Scanning aisle after aisle of men's work clothes and accessories at the local Kmart, I spotted the treasure I needed to complete my Halloween costume—a bright red bandanna. Later, a friend demonstrated how women used to tie those bandannas on their heads in the '40s. All I needed to complete the picture was a dark blue coverall—with sleeves rolled up ready to work—and a Westinghouse Electric employee badge pinned to my collar. I was set.
When I showed the party pics to friends, one suggested that the photo of me as Rosie the Riveter could be used to launch an ad campaign for women in the workforce trying to balance work and family. You know, like the “Alpha Striver” in What Women Really Want, coauthored by Celinda Lake and Kellyanne Conway, who “is determined to succeed both professionally and personally” and “didn't get the memo that women can't have it all.” Rosie revisited? “She'll need more than a red bandanna and a tool belt to ’have it all,'” I replied.
Rosie the Riveter became a symbol of unity and female solidarity during World War II. Prior to the war, most American women found only a few conventional job openings available to them. They could be secretaries, teachers or nurses (so-called “pink-collar” jobs), but they couldn't work in higher-paying factories where muscle-power was involved. A wartime ramp-up of the workforce responding to WWII changed that and opened up to women a wide range of new employment possibilities.
The government used a clever poster ad campaign depicting Rosie the Riveter to encourage women to step into the gap and take up the slack left by men who had gone to war. Many women who had worked pink-collar jobs, or in lower-paying women's industrial jobs, flocked to war production work as an opportunity to learn new skills and make higher wages. The number of women in the industrial workforce increased from 12 to 19 million between 1941 and 1945.
Millions of women took jobs welding, building tanks, assembling bombs and greasing machinery. Ironically, even though many factory managers considered them better workers than men, they were paid only 60 percent of what men made doing the same job. The government insisted that Rosie the Riveter was a temporary response to war. "A woman is a substitute," claimed a War Department brochure, "like plastic instead of metal.”

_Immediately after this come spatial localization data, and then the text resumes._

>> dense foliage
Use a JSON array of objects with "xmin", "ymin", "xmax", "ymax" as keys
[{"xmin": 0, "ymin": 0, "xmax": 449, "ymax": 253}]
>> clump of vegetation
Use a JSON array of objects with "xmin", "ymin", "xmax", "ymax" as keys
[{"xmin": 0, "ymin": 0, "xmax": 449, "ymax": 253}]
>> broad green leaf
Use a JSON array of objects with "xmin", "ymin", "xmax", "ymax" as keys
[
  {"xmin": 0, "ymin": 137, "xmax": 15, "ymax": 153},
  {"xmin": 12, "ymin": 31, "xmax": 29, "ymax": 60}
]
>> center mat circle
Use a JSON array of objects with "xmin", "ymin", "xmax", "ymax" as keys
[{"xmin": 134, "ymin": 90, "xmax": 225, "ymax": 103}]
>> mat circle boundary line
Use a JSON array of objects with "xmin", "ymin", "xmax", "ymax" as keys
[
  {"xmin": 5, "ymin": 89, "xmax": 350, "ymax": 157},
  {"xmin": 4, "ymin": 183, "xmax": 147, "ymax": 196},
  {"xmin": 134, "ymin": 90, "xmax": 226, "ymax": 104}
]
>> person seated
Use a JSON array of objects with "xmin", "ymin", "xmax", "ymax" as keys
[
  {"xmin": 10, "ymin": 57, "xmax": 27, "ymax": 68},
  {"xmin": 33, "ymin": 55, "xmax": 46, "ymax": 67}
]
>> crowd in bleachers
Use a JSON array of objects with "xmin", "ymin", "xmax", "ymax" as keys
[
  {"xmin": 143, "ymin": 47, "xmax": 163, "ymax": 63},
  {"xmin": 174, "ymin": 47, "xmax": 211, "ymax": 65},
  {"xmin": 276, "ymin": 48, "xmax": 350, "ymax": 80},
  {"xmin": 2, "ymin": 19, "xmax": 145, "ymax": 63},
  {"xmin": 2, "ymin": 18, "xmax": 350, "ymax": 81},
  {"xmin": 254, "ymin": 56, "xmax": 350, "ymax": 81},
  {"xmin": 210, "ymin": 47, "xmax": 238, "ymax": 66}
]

The image most associated with Rosie is J. Howard Miller's famous poster for Westinghouse in 1942, entitled “We Can Do It!” Subsequently, a song by Redd Evans and John Jacob Loeb, entitled “Rosie the Riveter,” was released in early 1943. Finally, the connection between the name of Rosie and the character was made by Norman Rockwell with his illustration for the cover of the May 29, 1943, Saturday Evening Post, which depicted a female worker who was recognizable as Rosie.
While the “Rosie” campaign elevated women to an economic status previously unknown to the majority of women, it also marked the beginning of women's roles in the military and in the U.S. economy. Women's involvement in the workforce would not end up being temporary, as had been suggested by the government. Just as the use of plastic continued after the war ended, women in the workplace and in the military have persisted since WWII. However, there were significant efforts made to return women to the home and to the lower-paying jobs they held before the war.
After the war, a campaign was reinstated to get women out of the jobs they held. The government attempted to influence the content of magazines, movies and advertising to bring women back into the home. Women's magazines started glorifying housewives. The government also suggested that women were no longer patriotic if they continued in their highly paid jobs. But women never really left employment; they couldn't afford to.
Our country has been at war in Iraq now for more than two years. We've lost over 2,000 lives, and congressional appropriations have exceeded $211 billion, according to the Center for American Progress. With President Bush's approval numbers plummeting, and the administration insisting on this endless and expensive war, I could picture a new “Rosie” campaign designed to generate more involvement and enthusiasm. For example, a new ad could encourage women to take jobs with companies like the Carlyle Group, a war-industry Washington, D.C.-based global private investment firm with more than $30 billion of equity in 2005.
If a wartime Rosie launched '40s women into feminist unity and workforce participation, then a “Rosie Revisited” campaign could be used to boost us to the next level: Women holding jobs with equal pay while raising their families. The poster could depict a 21st century woman at a computer work station—a child in one arm and a phone in the other hand. At the bottom of the poster would be an announcement of childcare availability, maternity leave benefits and equal pay rates. To achieve her full potential professionally and personally, the 2005 “Rosie” needs the support of her family, employer, community and government for her decision to have a family and a career. That's what it would take for a woman to be 21st century “Rosie.”